Shireen Ahmed is a Canadian writer, public speaker, and award-winning sports activist focusing on Muslim women in sports, as well as the intersections of racism and misogyny in sports.

== Work ==
Ahmed is well-known in the women in sports industry, a frequent commentator around intersectionality and freedom of identity practice within sports. In an interview with The McGill Daily, Ahmed explained what being a sports activist was:

"Advocating for equality and social justice by means of sports and advocating for the inclusion of Muslim and athletes of colour in sport. Sertaç Sehlikoglu, curator of Muslim women in Sports blog, coined the term."

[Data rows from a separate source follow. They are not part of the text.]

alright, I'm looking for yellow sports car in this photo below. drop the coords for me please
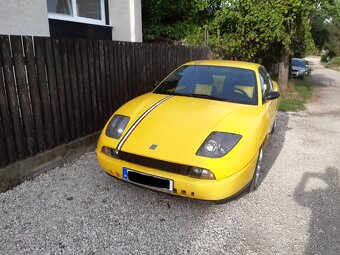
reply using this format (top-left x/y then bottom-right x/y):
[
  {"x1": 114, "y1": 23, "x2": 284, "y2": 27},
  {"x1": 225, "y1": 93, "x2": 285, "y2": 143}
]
[{"x1": 97, "y1": 60, "x2": 280, "y2": 201}]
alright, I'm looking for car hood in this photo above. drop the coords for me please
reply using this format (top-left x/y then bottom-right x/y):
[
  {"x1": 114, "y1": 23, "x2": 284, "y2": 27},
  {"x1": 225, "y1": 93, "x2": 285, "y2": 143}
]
[{"x1": 114, "y1": 93, "x2": 260, "y2": 165}]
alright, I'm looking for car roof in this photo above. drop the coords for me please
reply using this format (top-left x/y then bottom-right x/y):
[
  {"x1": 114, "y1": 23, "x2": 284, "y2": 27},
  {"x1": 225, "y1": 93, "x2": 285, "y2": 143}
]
[
  {"x1": 183, "y1": 60, "x2": 262, "y2": 71},
  {"x1": 292, "y1": 58, "x2": 304, "y2": 61}
]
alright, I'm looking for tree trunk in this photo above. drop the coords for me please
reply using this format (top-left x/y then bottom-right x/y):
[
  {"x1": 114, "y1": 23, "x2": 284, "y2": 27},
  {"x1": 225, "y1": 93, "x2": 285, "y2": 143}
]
[{"x1": 278, "y1": 49, "x2": 289, "y2": 90}]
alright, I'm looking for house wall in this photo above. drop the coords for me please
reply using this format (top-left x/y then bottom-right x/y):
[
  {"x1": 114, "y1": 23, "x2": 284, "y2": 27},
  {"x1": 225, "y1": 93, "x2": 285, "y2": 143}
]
[
  {"x1": 109, "y1": 0, "x2": 143, "y2": 42},
  {"x1": 0, "y1": 0, "x2": 50, "y2": 36},
  {"x1": 0, "y1": 0, "x2": 142, "y2": 42}
]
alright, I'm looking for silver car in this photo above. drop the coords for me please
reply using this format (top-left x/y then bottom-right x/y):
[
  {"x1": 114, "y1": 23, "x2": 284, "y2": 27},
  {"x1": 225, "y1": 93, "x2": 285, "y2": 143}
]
[{"x1": 292, "y1": 58, "x2": 309, "y2": 79}]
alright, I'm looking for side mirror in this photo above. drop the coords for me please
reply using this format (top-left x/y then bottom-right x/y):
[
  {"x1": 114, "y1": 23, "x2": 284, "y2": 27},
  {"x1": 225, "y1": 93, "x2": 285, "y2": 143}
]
[
  {"x1": 265, "y1": 91, "x2": 280, "y2": 101},
  {"x1": 151, "y1": 81, "x2": 160, "y2": 88},
  {"x1": 272, "y1": 81, "x2": 279, "y2": 91}
]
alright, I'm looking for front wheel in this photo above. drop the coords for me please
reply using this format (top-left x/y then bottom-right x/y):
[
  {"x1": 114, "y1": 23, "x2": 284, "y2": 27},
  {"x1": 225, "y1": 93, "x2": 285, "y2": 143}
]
[
  {"x1": 270, "y1": 120, "x2": 277, "y2": 134},
  {"x1": 249, "y1": 147, "x2": 264, "y2": 192}
]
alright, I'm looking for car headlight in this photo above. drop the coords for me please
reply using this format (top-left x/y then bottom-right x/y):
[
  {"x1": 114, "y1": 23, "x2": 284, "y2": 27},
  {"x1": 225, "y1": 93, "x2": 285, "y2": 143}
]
[
  {"x1": 105, "y1": 115, "x2": 130, "y2": 139},
  {"x1": 188, "y1": 167, "x2": 215, "y2": 179},
  {"x1": 196, "y1": 132, "x2": 242, "y2": 158}
]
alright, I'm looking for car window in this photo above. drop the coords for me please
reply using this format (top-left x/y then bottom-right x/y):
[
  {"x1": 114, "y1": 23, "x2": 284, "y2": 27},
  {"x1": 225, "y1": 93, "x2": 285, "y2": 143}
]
[
  {"x1": 153, "y1": 65, "x2": 258, "y2": 105},
  {"x1": 292, "y1": 59, "x2": 306, "y2": 68},
  {"x1": 259, "y1": 67, "x2": 272, "y2": 101}
]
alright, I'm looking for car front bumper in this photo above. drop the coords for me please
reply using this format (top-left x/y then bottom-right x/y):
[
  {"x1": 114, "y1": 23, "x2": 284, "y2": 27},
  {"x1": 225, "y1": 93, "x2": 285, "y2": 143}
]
[{"x1": 96, "y1": 150, "x2": 258, "y2": 201}]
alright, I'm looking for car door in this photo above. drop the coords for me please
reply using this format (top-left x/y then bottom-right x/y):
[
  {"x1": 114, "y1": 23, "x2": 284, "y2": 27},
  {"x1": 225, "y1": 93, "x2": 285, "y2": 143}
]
[{"x1": 259, "y1": 67, "x2": 277, "y2": 134}]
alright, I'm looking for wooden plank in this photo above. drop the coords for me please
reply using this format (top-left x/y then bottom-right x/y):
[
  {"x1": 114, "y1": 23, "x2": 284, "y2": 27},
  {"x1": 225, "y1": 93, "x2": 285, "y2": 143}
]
[
  {"x1": 156, "y1": 44, "x2": 162, "y2": 81},
  {"x1": 59, "y1": 38, "x2": 76, "y2": 140},
  {"x1": 186, "y1": 47, "x2": 190, "y2": 62},
  {"x1": 115, "y1": 42, "x2": 124, "y2": 107},
  {"x1": 52, "y1": 38, "x2": 70, "y2": 142},
  {"x1": 112, "y1": 41, "x2": 122, "y2": 108},
  {"x1": 171, "y1": 45, "x2": 177, "y2": 67},
  {"x1": 151, "y1": 44, "x2": 157, "y2": 84},
  {"x1": 132, "y1": 43, "x2": 142, "y2": 96},
  {"x1": 67, "y1": 39, "x2": 81, "y2": 138},
  {"x1": 80, "y1": 39, "x2": 93, "y2": 132},
  {"x1": 99, "y1": 40, "x2": 108, "y2": 123},
  {"x1": 0, "y1": 35, "x2": 26, "y2": 159},
  {"x1": 86, "y1": 40, "x2": 99, "y2": 131},
  {"x1": 120, "y1": 42, "x2": 128, "y2": 103},
  {"x1": 137, "y1": 43, "x2": 147, "y2": 94},
  {"x1": 134, "y1": 43, "x2": 143, "y2": 96},
  {"x1": 131, "y1": 43, "x2": 137, "y2": 97},
  {"x1": 34, "y1": 37, "x2": 55, "y2": 148},
  {"x1": 108, "y1": 41, "x2": 118, "y2": 113},
  {"x1": 44, "y1": 37, "x2": 62, "y2": 145},
  {"x1": 146, "y1": 43, "x2": 153, "y2": 89},
  {"x1": 104, "y1": 41, "x2": 113, "y2": 117},
  {"x1": 74, "y1": 39, "x2": 87, "y2": 135},
  {"x1": 115, "y1": 42, "x2": 122, "y2": 106},
  {"x1": 0, "y1": 115, "x2": 8, "y2": 167},
  {"x1": 125, "y1": 43, "x2": 132, "y2": 100},
  {"x1": 0, "y1": 51, "x2": 16, "y2": 163},
  {"x1": 93, "y1": 40, "x2": 103, "y2": 126},
  {"x1": 23, "y1": 36, "x2": 45, "y2": 152},
  {"x1": 146, "y1": 44, "x2": 152, "y2": 92},
  {"x1": 160, "y1": 44, "x2": 166, "y2": 80},
  {"x1": 177, "y1": 46, "x2": 182, "y2": 64},
  {"x1": 179, "y1": 46, "x2": 185, "y2": 65}
]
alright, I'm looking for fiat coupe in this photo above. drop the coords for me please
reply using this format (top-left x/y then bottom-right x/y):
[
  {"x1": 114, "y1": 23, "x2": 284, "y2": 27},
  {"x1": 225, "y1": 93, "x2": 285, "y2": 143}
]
[{"x1": 97, "y1": 60, "x2": 280, "y2": 201}]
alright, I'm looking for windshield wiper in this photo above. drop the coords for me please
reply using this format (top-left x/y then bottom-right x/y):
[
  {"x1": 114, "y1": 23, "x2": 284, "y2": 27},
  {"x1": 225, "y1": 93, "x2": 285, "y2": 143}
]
[
  {"x1": 186, "y1": 93, "x2": 225, "y2": 101},
  {"x1": 156, "y1": 91, "x2": 187, "y2": 96},
  {"x1": 155, "y1": 92, "x2": 240, "y2": 103}
]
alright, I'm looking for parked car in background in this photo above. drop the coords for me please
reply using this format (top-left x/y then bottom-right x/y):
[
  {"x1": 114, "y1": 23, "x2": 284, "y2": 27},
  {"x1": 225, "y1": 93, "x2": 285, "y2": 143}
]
[
  {"x1": 304, "y1": 59, "x2": 312, "y2": 75},
  {"x1": 292, "y1": 58, "x2": 309, "y2": 79},
  {"x1": 97, "y1": 60, "x2": 280, "y2": 201}
]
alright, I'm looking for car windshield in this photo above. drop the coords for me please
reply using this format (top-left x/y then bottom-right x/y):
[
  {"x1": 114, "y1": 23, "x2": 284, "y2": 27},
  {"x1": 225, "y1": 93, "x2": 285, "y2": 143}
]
[
  {"x1": 153, "y1": 65, "x2": 258, "y2": 105},
  {"x1": 292, "y1": 59, "x2": 306, "y2": 68}
]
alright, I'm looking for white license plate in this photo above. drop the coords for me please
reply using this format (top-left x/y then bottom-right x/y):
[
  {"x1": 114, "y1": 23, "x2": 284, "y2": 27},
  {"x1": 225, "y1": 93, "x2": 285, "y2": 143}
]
[{"x1": 122, "y1": 168, "x2": 173, "y2": 192}]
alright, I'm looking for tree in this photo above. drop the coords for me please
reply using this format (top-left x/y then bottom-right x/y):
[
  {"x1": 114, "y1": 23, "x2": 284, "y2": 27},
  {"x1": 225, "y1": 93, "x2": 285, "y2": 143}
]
[
  {"x1": 142, "y1": 0, "x2": 220, "y2": 43},
  {"x1": 142, "y1": 0, "x2": 335, "y2": 90}
]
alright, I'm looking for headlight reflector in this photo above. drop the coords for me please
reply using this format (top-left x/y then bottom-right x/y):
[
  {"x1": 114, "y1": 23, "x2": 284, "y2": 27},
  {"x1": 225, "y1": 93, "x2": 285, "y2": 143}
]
[
  {"x1": 102, "y1": 146, "x2": 119, "y2": 158},
  {"x1": 197, "y1": 132, "x2": 242, "y2": 158},
  {"x1": 105, "y1": 115, "x2": 130, "y2": 139},
  {"x1": 189, "y1": 167, "x2": 215, "y2": 179}
]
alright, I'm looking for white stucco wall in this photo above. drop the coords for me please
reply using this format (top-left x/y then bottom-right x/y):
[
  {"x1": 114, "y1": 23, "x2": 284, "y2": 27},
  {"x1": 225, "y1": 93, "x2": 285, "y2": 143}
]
[
  {"x1": 0, "y1": 0, "x2": 142, "y2": 41},
  {"x1": 109, "y1": 0, "x2": 143, "y2": 42},
  {"x1": 0, "y1": 0, "x2": 50, "y2": 36}
]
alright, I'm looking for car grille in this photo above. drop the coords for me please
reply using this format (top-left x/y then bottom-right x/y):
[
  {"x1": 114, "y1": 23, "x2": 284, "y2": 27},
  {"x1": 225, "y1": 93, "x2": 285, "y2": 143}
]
[{"x1": 118, "y1": 151, "x2": 190, "y2": 176}]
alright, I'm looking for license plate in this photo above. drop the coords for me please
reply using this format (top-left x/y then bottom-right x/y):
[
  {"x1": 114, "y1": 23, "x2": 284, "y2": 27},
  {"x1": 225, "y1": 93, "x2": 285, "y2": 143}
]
[{"x1": 122, "y1": 168, "x2": 173, "y2": 192}]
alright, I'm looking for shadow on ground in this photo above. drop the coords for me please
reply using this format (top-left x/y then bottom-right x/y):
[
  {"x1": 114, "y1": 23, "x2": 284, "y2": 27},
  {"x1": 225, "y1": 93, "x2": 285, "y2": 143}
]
[
  {"x1": 294, "y1": 167, "x2": 340, "y2": 255},
  {"x1": 260, "y1": 112, "x2": 290, "y2": 186},
  {"x1": 308, "y1": 73, "x2": 337, "y2": 87}
]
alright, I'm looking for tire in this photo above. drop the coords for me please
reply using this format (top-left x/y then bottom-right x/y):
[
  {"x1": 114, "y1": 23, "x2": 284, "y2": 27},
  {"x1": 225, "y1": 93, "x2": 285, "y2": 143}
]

Ahmed actively engages with media producers in mainstream and alternative groups. In one example, Ahmed responded to a documentary film about a women's soccer team in Zanzibar. In an interview with researchers for the study, "Radical Sports Journalism?: Reflections on 'Alternative' Approaches to Covering Sport-Related Social Issues," Ahmed explained, "The title of the movie was 'From Veils to Cleats.' I emailed them through Facebook. I didn't call them out. Basically, I said, when you use that title you're saying you can be either veiled or unveiled – that's it…If those women decide to take off their veils while they're playing that's their choice as long as they have a safe space to do it, but a lot of the women on that team don't unveil while they play so what are you actually saying here? So, they changed the title of their movie, which I felt was huge."

She is part of the weekly podcast, Burn It All Down, the first feminist sports podcast to analyze sports culture from an intersectional feminist lens. Her co-hosts are Hofstra University History Professor Brenda Elsey, author and sportswriter Jessica Luther, Lindsay Gibbs of ThinkProgress, and Penn State University Professor of History and Women's Gender, and Sexuality Studies Amira Rose Davis. They have interviewed guests like ESPN's Jemele Hill, legendary sportscaster Andrea Kremer, WNBA's Layshia Clarendon and Essence Carson, and Brazilian soccer legends Sissi and Tafa.

== Personal life ==
Ahmed was born to Pakistani parents in Halifax, Canada. She attended the University of Toronto in Canada, and played soccer during college. Ahmed now lives in Toronto, Canada with her family.

== Honors and awards ==
Ahmed received the 2018 Naiem Malik Memorial Award for her advocacy work around Muslim women in sports. She was also named to the Muslim Women in Sports Powerlist in 2018 and 2019.